Department of Philosophy Speaker Series: “Black Women, State Violence, and the Logic of the Narrative of ‘Mothers of the Movement'”

As part of its 2022 Speaker Series, the Department of Philosophy at Case Western Reserve University invites campus community members to hear from Shaeeda Mensah, assistant professor of philosophy at McDaniel College. Mensah will present “Black Women, State Violence, and the Logic of the Narrative of ‘Mothers of the Movement,’” Wednesday, Feb. 16, at 6 p.m. (EST) via Zoom.

Mensah earned a PhD in philosophy from Pennsylvania State University and a BA in sociology from Spelman College. Her areas of research specialization include Black feminism, social and political philosophy, philosophy of race and feminist philosophy.

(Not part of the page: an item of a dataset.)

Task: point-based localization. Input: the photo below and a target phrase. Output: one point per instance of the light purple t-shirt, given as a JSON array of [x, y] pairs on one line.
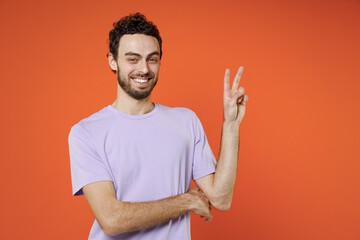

Her current research focuses on Black women’s experiences with police violence and mass incarceration. More specifically, her research centers on Black women as victims of police violence and mass incarceration, and considers the social, political, and epistemological implications of centering Black men and boys as the near exclusive targets of such practices.

Mensah’s lecture will draw from her paper (by the same name), in which she critically examines the emerging narrative of Black women as the “Mothers of the Movement.” She argues that this narrative places Black women as indirect targets of state violence, and considers the implications of the tendency to fail to see Black women as directly targeted and impacted by state violence.

The philosophy of race has been an ever-growing topic of research in the field of philosophy since the rise of African-American philosopher, Alain Locke, during the Harlem Renaissance. In recent years, it has grown to include the philosophy of non-whites across the globe, including thinkers such as DuBois, Gandhi, Fanon, Edward Said, Anna J. Cooper, Angela Davis, Cornel West, George Yancy, Falguni Sheth, Achille Mbembe, Charles Mills, Martin Luther King and Kwasi Wiredu, to name a few. 

The Department of Philosophy Speaker Series 2022 is developed in conjunction with the course PHIL315/415 – “Special Topics: Racial Justice and Philosophy” course taught by Nathalie Nya, in order to not only diversify the curriculum in the Department of Philosophy, but also to invite the campus community to participate and become familiar with the philosophy of race as a sub-discipline within the American Philosophical Association.